2012年12月20日木曜日

パワポものがたり


 最初は出来心だった。

 安易にセミナー講師を引き受け、付け焼刃で準備したA氏は、こう思ったのだ。
 「プレゼンテーションスライドとレジュメの両方をつくるなんて、めんどくせーな。だったら、スライドをレジュメのかわりに配ったら…。あっ、俺って頭いいー!」。

 未完成のレジュメを、若干字を大きくしてパワーポイントにコピーすると、なんだかそれらしくなった。
 当然、レジュメ通りに話をするつもりだったから、話すことは一応全部スライドに載せた。当然、字を小さし、行間を詰めなければならなかったが、なんとかスライドにおさめた。

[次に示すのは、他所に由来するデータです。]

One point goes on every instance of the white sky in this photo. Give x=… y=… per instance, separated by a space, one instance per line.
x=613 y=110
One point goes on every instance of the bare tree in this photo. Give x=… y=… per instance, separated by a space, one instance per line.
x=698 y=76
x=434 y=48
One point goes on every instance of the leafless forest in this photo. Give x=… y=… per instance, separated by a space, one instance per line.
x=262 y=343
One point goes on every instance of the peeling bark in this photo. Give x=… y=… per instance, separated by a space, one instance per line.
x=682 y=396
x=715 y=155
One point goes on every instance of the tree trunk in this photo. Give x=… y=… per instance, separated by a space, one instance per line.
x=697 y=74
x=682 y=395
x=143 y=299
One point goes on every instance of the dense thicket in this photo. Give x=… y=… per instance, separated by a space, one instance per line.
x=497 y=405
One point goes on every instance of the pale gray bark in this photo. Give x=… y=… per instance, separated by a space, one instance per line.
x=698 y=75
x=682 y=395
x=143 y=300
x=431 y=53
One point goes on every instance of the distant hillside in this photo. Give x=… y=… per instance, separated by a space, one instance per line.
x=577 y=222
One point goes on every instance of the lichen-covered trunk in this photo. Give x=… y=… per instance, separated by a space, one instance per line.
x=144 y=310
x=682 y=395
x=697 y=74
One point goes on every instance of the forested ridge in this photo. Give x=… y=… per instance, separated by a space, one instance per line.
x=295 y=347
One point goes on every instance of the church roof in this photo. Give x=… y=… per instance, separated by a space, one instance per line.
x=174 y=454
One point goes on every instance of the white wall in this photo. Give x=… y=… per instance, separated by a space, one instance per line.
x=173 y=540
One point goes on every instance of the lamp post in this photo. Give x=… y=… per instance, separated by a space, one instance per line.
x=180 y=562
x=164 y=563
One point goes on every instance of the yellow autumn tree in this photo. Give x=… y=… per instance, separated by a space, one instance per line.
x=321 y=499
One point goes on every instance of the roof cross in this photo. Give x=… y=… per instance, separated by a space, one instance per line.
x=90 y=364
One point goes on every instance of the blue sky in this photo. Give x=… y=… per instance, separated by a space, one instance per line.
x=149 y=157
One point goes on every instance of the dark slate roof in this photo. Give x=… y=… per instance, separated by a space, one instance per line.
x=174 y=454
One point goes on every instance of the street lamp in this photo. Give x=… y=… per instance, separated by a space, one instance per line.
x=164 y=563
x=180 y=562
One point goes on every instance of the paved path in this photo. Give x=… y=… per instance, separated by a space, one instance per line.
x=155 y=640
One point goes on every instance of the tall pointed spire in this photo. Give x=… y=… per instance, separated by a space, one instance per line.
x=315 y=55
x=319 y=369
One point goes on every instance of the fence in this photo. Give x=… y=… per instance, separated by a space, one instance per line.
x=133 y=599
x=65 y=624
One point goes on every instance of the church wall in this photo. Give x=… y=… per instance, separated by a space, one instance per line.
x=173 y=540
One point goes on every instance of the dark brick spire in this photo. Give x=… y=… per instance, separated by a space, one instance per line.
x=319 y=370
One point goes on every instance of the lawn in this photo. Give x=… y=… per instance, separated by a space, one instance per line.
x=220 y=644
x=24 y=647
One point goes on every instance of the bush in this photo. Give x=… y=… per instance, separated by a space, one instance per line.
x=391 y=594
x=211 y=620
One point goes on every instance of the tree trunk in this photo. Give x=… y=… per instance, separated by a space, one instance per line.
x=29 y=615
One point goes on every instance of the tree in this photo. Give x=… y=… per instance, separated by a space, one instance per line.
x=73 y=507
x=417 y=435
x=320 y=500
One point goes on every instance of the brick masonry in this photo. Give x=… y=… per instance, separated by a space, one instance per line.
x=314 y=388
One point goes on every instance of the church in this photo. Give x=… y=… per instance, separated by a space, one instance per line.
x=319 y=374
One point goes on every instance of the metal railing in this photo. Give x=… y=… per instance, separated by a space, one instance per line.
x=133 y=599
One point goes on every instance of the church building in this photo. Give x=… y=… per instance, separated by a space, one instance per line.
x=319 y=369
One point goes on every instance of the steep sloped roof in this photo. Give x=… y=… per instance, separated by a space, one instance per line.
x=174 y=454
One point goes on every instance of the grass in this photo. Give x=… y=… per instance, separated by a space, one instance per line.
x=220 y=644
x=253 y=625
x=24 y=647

 さて、セミナー当日。スライド上には、細かい字がびっしりと並んだ。グラフなどはさらに見にくかった。聴衆は仕方なしに手元に「レジュメ代わりに」配られたスライドのコピーに目を落とした。

 そんなことを繰り返しているうちに、講師らも聴衆たちも「前を見て話を聞く」ことをだんだん忘れていった。誰かが、「講演だってコミュニケーションだ」と言っていたが、実際のセミナーは講師と聴衆とにとって、互いに顔の見えないものになっていった。

 こうなると、レジュメとは別に、「前を見て話を聞く」ためのスライドを用意した講師たちにも、「スライドを配ってくれ」という要求が寄せられるようになった。レジュメを配るという文化は、急速に失われざるを得なかった。

 かくしてプレゼンテーションスライドは、「いま講師はどこの話をしているか?」を示す目次のようなものでしかなくなったのである。「字が小さくてよく見えません」なんてことは、もう誰も言わない。